Here's how I work - my midi parts / clips are all over the timeline on monitor 1. To edit anything, I click (or doubleclick) on the part, which then opens in the keyeditor (which is on monitor 2, always open). When I'm done with that, I click another clip, which replaces the previous clip in the key editor. Wash, rinse, repeat x1,000. Maybe others work differently, dunno - but that's how I do it.

Well, that works in Sonar, but for all the reasons listed, that's not working well for me in Cubase.


----------



## Daryl (Feb 3, 2012)

OK, so I can see a few problems with what you're doing:

1) If you open a KE you should close it before you open another one.
2) If when you open a KE you can't see anything, because you haven't recorded anything at the start of the part, you should Zoom to Event
3) If your timeline is often somewhere different from the part you are editing, you should switch Autoscroll off in the KE
4) If you don't want Cubase to remember the Zoom value of the previous KE you had open, you can use Zoom Full to reset.

Actually the best way to deal with all of this, is to set up a Macro with a KC. For example you could set up one that Opens the KE and Zooms to Event, so that whenever you open a KE it is at the default Zoom and the first note is waiting for you to edit it. Many ways to skin this particular cat.

D


----------



## noiseboyuk (Feb 3, 2012)

Thanks for this, Daryl



Daryl @ Fri Feb 03 said:


> OK, so I can see a few problems with what you're doing:
> 
> 1) If you open a KE you should close it before you open another one.



Urgh



Daryl @ Fri Feb 03 said:


> 2) If when you open a KE you can't see anything, because you haven't recorded anything at the start of the part, you should Zoom to Event



Urgh



Daryl @ Fri Feb 03 said:


> 3) If your timeline is often somewhere different from the part you are editing, you should switch Autoscroll off in the KE



Urgh



Daryl @ Fri Feb 03 said:


> 4) If you don't want Cubase to remember the Zoom value of the previous KE you had open, you can use Zoom Full to reset.



Urgh

This is all beginning to remind me of Pro Tools vs Pyramix in Post Production. Those of us who have used Pyramix for years are always told by the Pro Tools crowd that it's great, everyone uses it, it can do everything - yet when you get to the nitty gritty, the core tools are far more cumbersome than the competition. Of course you get used to it eventually, but... why?!



Daryl @ Fri Feb 03 said:


> Actually the best way to deal with all of this, is to set up a Macro with a KC. For example you could set up one that Opens the KE and Zooms to Event, so that whenever you open a KE it is at the default Zoom and the first note is waiting for you to edit it. Many ways to skin this particular cat.
> 
> D



I'll need to examine Sonar's behaviour more closely (currently rendering in Pyramix and can't do both). I think it is cleverer than that - if I click in the later part of a clip, it just opens at that point. That's what I need really - open where you click, zoom appropriately. It seems so fundamental and obvious to me.

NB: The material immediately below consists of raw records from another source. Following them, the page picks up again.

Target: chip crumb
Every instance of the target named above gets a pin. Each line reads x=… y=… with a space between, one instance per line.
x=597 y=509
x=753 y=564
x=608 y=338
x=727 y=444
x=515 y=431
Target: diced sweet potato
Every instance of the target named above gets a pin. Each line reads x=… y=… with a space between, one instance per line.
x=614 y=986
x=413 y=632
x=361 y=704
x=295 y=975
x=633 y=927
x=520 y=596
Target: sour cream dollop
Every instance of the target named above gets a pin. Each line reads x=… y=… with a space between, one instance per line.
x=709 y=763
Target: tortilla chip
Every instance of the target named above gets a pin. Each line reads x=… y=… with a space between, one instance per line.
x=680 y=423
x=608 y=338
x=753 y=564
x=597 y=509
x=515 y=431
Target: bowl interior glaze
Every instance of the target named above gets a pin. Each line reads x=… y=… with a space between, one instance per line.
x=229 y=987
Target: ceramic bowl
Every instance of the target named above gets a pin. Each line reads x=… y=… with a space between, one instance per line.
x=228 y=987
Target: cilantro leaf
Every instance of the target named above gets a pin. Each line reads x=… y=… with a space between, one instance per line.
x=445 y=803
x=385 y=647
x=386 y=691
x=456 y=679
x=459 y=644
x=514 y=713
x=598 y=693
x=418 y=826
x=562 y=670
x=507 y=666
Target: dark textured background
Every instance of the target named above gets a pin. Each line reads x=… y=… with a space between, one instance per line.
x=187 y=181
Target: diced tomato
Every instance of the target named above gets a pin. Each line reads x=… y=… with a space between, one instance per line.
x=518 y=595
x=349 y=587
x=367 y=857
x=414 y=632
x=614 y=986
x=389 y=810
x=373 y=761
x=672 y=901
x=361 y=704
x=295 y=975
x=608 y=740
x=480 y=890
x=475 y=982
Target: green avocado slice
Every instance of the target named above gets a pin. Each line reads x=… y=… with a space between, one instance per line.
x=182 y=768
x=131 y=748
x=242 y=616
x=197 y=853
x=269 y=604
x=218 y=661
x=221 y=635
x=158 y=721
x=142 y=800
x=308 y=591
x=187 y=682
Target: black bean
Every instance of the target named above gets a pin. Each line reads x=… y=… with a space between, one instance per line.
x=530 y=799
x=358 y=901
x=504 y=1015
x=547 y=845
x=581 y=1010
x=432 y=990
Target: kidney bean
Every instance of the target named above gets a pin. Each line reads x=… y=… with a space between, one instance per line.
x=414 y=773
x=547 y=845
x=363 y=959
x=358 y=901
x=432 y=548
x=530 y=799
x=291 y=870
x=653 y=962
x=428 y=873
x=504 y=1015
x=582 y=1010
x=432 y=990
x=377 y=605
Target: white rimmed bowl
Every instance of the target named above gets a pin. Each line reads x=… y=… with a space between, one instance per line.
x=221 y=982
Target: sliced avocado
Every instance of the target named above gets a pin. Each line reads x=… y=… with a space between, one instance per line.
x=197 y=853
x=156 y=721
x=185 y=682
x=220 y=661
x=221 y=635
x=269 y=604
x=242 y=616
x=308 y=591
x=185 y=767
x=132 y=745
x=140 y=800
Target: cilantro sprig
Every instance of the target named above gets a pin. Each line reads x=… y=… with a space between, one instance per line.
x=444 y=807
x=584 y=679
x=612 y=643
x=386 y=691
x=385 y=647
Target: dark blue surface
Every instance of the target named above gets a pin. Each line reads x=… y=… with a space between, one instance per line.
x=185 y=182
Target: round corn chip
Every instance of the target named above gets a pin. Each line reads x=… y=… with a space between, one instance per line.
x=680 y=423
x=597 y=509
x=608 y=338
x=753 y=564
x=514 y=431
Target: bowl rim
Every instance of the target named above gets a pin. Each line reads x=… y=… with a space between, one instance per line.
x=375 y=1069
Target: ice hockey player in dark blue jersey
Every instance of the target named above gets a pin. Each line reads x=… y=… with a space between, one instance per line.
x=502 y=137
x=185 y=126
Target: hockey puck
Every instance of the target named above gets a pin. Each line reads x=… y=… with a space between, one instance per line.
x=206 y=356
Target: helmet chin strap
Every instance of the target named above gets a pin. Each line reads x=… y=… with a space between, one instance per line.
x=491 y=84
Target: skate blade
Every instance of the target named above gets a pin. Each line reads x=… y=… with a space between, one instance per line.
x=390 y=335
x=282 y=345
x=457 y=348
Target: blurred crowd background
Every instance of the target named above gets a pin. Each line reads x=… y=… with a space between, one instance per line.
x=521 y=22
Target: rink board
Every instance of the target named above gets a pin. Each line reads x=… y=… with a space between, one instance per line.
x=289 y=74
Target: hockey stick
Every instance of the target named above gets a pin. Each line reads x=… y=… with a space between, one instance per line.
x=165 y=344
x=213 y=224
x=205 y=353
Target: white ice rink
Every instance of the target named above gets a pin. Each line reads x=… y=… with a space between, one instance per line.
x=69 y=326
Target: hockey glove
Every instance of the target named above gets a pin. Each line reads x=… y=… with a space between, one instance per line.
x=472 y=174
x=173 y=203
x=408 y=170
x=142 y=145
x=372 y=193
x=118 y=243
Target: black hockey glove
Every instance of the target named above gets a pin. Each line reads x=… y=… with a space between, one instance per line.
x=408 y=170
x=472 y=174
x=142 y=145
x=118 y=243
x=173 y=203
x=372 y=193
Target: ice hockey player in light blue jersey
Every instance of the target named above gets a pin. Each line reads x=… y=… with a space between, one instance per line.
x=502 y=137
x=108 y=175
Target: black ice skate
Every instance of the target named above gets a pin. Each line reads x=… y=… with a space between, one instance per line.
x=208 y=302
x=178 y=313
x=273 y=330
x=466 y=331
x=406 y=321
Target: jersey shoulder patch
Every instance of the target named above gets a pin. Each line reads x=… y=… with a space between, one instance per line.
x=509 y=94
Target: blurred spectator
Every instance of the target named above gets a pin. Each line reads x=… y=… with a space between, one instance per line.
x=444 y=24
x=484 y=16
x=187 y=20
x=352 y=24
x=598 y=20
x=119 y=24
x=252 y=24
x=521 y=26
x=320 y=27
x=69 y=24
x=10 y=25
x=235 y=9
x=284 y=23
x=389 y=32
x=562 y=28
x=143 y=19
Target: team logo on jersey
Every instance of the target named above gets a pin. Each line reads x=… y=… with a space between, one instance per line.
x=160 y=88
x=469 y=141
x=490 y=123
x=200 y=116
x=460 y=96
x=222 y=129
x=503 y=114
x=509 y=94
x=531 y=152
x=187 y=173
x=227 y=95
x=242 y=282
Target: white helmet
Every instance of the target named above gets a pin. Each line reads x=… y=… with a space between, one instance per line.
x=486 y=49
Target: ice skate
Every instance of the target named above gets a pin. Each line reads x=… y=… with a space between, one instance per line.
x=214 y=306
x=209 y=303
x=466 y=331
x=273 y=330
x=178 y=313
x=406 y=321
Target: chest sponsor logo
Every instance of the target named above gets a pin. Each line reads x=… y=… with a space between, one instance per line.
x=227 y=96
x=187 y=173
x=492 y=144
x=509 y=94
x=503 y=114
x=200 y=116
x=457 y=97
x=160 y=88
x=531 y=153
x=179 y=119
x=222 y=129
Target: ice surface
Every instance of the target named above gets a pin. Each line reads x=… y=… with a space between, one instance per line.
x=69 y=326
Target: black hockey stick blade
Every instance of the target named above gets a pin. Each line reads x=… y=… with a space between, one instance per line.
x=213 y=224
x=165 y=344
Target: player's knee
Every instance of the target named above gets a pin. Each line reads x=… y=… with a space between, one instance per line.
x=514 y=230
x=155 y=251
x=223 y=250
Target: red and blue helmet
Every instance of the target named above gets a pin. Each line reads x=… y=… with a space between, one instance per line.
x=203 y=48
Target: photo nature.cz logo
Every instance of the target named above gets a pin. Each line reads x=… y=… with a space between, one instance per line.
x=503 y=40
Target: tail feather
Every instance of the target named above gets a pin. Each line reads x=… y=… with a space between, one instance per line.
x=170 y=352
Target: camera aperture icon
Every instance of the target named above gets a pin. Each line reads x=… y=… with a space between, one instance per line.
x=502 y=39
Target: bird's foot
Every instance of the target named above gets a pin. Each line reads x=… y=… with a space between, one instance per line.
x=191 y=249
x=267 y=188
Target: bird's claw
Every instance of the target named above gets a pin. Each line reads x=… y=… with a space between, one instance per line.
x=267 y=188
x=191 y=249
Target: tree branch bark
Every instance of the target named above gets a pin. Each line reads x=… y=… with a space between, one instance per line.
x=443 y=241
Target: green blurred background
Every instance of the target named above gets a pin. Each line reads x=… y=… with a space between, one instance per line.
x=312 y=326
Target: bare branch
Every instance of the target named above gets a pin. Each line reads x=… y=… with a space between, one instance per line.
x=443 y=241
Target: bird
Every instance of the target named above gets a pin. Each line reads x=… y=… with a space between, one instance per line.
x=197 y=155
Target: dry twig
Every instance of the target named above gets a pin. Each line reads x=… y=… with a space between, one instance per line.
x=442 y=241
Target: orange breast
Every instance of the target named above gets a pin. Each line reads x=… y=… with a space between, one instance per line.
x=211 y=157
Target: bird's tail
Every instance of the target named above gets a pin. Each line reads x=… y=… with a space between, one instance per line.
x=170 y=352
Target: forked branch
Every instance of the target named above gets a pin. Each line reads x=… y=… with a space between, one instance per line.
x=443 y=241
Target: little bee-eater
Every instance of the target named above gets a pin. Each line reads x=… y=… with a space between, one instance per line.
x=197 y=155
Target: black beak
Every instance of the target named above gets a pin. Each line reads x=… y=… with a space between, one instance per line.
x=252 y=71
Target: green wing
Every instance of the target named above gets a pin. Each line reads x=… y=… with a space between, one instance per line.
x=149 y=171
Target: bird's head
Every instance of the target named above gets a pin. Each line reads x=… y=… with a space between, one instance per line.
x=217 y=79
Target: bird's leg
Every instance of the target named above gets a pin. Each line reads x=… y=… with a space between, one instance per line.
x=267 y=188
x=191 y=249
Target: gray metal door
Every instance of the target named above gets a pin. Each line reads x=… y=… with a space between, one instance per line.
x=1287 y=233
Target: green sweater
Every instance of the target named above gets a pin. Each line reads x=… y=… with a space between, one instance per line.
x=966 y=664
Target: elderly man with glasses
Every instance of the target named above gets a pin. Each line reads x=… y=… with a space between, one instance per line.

It looks like Macros will get me closest - in theory it could close the old one first too - but even there - how to I chose which clip to apply the marco to? I think it'll still be more cumbersome than Ye Olde Sonar.

How do others work? Is there some totally different workflow that allows the track editor and the key editor for the right part to always be there? 

I'm almost annoyed that I have the EuCon automation thing semi-working now, if it wasn't for that I'd have formally given up! Needless to say though I really do appreciate the time you're putting in here, Daryl (and everyone else who has contributed).


----------



## Daryl (Feb 3, 2012)

noiseboyuk @ Fri Feb 03 said:


> Thanks for this, Daryl
> 
> 
> 
> ...


1) Your way would mean that there could never be 2 KE open at the same time.
2) A Part is a complete entity. When you click you select the Part. You don't select which bit to open. If you want to do that you would have the timeline at the correct place before you opened the part.
3) If you don't switch off Autoscroll you will always be at where the timeline is. How else would you do it?
4) What happens if you always want the KE to open at the same Zoom? Your way would be really annoying for me.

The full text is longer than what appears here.